Robert L. Barnes
(SP - 3088: displacement 5,380; length 258’6”; beam 43’2”; draft 18’6”; speed 8.5 knots, complement 46; armament none)
Robert L. Barnes, a steel tanker built during 1917 by McDougall Duluth Ship Building Co., Duluth, Minn., for the Robert Barnes Steam Ship Co., was acquired from her builder by the U.S. Shipping Board on 29 June 1918; transferred to the U.S. Navy the same day; and commissioned at New York 19 October 1918. She remained in custody of the 3d Naval District while preparing for sea. Lt. G. C. Daniels assumed command on 29 January 1919.
Assigned to the 5th Naval District at Norfolk, Robert L. Barnes departed New York 12 March 1919 for Hampton Roads. Subsequently, she operated out of Guantanamo Bay, Cuba, and New York until returning to Norfolk 18 April 1919. The ship remained inactive at Norfolk and was undergoing overhaul 4 September 1919 when she was assigned to the Naval Overseas Transportation Service. She departed Norfolk 21 November for San Pedro, Calif., via the Panama Canal and San Diego, Calif.

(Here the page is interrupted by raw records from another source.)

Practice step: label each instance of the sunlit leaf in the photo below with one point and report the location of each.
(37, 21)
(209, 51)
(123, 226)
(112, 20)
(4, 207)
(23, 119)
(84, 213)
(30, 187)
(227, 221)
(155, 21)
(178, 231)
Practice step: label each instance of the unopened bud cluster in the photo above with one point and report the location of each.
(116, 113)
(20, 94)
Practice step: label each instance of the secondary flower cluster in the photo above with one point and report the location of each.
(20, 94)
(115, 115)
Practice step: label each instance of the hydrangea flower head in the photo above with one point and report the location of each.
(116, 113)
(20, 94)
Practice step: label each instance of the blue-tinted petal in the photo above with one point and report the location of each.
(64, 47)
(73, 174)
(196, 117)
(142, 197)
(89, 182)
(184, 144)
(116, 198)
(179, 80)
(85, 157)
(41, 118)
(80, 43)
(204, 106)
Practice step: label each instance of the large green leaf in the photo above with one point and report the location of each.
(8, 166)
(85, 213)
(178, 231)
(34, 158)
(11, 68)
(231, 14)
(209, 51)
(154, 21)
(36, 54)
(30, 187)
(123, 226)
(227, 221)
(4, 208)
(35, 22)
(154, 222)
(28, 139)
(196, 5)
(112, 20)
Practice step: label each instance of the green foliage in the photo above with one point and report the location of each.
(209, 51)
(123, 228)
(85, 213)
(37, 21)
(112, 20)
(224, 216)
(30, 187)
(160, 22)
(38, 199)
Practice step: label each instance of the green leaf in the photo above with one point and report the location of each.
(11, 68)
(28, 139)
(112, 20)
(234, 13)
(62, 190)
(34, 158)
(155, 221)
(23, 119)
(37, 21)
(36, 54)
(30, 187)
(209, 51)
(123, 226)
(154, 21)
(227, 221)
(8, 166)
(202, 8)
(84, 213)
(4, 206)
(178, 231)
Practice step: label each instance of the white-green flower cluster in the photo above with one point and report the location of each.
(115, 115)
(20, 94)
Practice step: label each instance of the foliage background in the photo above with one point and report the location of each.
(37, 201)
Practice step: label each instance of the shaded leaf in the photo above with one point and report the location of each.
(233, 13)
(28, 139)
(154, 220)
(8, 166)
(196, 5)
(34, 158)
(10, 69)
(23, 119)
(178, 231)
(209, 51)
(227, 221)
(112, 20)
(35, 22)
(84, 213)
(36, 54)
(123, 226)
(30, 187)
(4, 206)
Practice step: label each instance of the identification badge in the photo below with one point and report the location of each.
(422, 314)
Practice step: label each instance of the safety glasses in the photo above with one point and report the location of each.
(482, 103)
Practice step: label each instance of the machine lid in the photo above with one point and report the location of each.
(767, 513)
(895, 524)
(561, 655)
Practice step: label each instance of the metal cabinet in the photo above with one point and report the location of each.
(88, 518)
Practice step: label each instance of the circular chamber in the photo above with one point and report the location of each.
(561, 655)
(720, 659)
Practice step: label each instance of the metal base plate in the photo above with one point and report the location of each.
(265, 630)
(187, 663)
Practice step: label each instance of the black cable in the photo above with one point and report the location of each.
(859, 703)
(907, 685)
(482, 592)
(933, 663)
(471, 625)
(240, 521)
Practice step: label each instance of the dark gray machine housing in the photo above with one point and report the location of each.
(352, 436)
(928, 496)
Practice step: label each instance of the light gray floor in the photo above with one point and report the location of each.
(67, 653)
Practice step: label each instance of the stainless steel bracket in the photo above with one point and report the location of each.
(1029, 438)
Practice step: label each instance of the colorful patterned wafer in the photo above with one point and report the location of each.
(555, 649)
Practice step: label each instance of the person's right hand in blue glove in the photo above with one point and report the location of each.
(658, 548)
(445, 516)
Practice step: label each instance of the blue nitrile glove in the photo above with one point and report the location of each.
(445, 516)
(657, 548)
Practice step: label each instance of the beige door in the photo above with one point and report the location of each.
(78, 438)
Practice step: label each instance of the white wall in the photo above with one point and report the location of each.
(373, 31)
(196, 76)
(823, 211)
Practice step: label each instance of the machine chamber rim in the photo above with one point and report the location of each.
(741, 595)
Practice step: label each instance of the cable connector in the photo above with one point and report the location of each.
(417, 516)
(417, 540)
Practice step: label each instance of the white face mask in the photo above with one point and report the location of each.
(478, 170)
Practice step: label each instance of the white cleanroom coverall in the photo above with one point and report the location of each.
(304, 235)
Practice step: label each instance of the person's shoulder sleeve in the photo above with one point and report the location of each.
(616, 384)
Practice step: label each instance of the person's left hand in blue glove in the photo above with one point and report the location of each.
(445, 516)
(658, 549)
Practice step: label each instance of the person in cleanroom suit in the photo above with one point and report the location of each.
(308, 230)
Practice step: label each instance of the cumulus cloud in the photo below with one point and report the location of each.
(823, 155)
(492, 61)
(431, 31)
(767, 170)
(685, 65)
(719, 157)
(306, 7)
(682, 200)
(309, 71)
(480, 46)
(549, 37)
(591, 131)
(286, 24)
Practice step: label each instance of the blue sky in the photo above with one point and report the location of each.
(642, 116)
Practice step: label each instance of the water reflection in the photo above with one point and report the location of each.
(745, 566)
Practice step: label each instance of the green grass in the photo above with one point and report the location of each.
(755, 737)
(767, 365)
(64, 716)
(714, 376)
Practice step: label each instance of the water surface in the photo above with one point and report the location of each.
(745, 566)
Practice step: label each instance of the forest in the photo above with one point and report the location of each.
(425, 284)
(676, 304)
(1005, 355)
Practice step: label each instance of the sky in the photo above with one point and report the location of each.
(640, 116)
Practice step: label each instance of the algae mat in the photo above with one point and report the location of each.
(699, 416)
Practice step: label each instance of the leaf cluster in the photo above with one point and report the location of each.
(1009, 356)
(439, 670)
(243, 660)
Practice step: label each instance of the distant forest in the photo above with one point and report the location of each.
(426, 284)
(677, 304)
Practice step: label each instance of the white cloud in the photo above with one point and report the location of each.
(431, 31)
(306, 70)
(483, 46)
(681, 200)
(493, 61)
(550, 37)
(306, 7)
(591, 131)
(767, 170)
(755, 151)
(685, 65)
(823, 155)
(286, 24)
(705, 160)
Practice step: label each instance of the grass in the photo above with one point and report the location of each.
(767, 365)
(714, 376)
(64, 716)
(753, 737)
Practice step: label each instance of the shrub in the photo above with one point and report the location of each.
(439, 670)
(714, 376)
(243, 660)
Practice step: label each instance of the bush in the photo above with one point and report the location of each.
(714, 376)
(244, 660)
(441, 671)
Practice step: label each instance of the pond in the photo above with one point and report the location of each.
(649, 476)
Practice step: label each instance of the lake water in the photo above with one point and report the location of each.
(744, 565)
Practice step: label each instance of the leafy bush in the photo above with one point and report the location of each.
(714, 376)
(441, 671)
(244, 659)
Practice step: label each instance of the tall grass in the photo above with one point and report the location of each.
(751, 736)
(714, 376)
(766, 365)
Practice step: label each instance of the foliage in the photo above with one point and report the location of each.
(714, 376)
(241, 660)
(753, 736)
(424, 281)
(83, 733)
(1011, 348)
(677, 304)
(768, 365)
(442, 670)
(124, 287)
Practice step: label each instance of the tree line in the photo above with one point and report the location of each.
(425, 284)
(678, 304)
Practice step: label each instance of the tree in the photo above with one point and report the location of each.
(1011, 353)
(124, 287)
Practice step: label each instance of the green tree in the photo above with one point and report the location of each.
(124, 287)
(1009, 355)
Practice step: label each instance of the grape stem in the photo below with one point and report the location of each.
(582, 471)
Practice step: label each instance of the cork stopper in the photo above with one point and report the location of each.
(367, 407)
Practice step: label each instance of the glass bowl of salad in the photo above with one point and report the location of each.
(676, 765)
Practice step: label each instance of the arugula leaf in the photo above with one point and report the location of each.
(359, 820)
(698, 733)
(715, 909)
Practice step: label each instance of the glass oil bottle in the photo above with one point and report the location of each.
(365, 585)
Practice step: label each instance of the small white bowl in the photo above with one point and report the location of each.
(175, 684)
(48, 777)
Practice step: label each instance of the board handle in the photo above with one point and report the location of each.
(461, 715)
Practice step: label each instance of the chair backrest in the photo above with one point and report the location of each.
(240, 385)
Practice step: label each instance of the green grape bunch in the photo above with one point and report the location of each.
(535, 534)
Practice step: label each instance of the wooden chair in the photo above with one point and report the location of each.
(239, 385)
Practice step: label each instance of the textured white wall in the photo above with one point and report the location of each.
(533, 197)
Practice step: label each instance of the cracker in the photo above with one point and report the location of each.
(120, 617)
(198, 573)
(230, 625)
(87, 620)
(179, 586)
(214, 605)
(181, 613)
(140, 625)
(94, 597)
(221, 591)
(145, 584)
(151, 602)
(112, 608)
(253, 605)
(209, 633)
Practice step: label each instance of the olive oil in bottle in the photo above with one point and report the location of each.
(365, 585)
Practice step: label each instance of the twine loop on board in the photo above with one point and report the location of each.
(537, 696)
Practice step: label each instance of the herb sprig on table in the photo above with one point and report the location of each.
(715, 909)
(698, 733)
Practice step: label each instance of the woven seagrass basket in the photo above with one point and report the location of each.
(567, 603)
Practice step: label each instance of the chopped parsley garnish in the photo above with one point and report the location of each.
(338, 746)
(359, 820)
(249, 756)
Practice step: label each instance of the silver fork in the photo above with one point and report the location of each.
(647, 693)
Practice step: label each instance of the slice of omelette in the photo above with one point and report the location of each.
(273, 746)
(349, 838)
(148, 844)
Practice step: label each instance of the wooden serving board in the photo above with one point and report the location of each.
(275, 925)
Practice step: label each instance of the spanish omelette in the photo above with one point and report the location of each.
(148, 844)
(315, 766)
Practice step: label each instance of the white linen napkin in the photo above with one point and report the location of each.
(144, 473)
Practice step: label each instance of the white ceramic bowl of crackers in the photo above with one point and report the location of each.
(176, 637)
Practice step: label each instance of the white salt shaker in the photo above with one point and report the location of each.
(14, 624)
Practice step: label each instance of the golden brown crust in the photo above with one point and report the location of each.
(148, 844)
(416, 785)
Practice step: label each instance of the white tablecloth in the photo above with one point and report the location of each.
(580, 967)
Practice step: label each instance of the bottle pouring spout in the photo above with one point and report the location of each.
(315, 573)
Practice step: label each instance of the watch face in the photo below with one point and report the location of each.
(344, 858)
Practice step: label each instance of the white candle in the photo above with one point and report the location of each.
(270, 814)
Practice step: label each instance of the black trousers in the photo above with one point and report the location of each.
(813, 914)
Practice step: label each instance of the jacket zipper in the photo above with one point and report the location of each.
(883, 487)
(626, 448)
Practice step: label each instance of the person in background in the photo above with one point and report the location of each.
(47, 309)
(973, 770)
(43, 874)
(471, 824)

After transporting diesel fuel to Pearl Harbor, the tanker departed Hawaii 8 April 1920 with fuel oil for Guam.
Arriving at Apra Harbor, on 27 April, Robert L. Barnes served as an oil storage vessel in Apra Harbor. The ship remained at Guam through the interwar decades, departing only in 1920, 1921, 1922, 1923, 1930, and 1934 under tow for Cavite Naval Station, Philippine Islands, for overhaul.
Robert L. Barnes was still in service at Guam on the outbreak of World War II in the Pacific. During Japanese air attacks on the island, 8 December 1941, the veteran oiler was bombed and strafed at her mooring, causing damage topside and starting dangerous leaks. Still afloat when the Japanese invasion force landed on Guam, Robert L. Barnes fell into enemy hands 10 December 1941 in an abandoned condition. Subsequently taken into Japanese service, the stubborn vessel was recovered at war's end though struck from the Navy list 24 July 1942. Sold to British mercantile interests, she served as Fortune and M.T.S. No. 2 from 1945 to 1949 before she finally was scrapped in 1950.